Pas de recours en justice cette fois

Sur le fond, le tribunal administratif de Strasbourg avait ordonné à l’État de trouver une solution d’hébergement pour les familles. Les recours doivent être individuels, ou du moins familiaux. Néanmoins un autre recours, devant le tribunal de grande instance, initié par la Ville de Strasbourg et l’Eurométropole avaient exigé fin septembre l’évacuation du camp du Rempart sous deux mois . Cette fois-ci, un recours pour un bout de trottoir n’est pas à l’ordre du jour.

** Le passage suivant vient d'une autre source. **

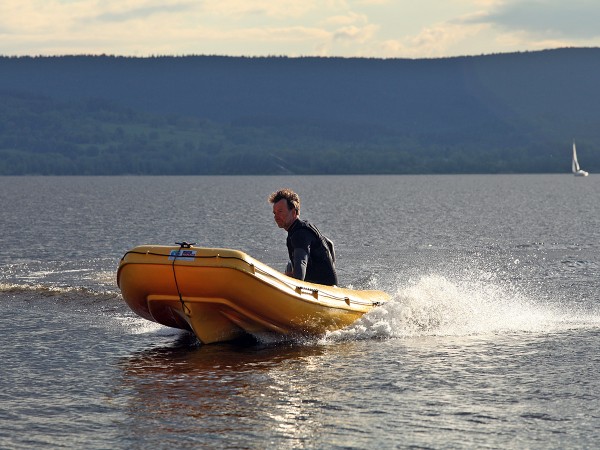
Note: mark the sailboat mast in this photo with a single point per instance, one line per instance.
(575, 163)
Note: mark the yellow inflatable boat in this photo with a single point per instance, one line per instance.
(222, 294)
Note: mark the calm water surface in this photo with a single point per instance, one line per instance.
(491, 339)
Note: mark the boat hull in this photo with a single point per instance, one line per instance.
(223, 294)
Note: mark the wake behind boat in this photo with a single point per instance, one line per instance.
(577, 171)
(223, 294)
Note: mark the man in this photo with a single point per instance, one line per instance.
(312, 256)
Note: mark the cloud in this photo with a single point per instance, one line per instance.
(577, 19)
(135, 12)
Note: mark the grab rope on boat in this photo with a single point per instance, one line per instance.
(182, 245)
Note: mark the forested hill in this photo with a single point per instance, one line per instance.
(209, 114)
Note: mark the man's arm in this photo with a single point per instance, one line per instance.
(300, 262)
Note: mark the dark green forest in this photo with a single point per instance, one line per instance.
(100, 115)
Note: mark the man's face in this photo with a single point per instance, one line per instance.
(284, 217)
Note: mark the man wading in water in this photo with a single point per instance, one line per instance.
(312, 256)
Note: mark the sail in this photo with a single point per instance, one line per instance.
(575, 164)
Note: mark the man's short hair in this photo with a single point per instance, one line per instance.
(293, 200)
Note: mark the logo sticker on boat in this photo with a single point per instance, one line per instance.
(182, 255)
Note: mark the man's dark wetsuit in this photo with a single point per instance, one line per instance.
(310, 256)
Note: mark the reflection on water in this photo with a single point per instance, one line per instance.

Et c’est toujours Marie-Dominique Dreyssé (EELV), adjointe au maire en charge des solidarités, qui se trouve en première ligne pour répondre aux questions. Elle s’était rendue sur place jeudi 9 novembre :

« Ces personnes veulent passer un message et espèrent être entendues. Vendredi, une place avait cependant été proposée à la famille avec un bébé qui l’avait refusée. La situation nous oblige à dialoguer une nouvelle fois avec l’État. On le pousse à trouver des solutions et ça va bouger car la situation ne peut pas rester comme ça. La consigne du maire est toujours la même : vigilance et action. »

Lors de la mise à l’abri de trois jours dans un gymnase et l’orientation, le secrétaire général de la Préfecture Yves Séguy avait prévenu que les pays des Balkans sont considérés comme « sûrs », et donc qu’environ 80% des demandeurs d’asile sont déboutés. La plupart venaient alors d’Albanie.

Dans un bilan de l’opération, la Préfecture et la Ville de Strasbourg avaient compté que plus des trois quarts des 126 personnes étaient des demandeurs d’asile et avaient été réparties dans des hébergements dédiés dans la France entière en attendant l’instruction de leur dossier. Pour les autres, les autorités avaient pudiquement constaté « un caractère plus complexe qui a suscité des accompagnements divers », vraisemblablement, une expulsion.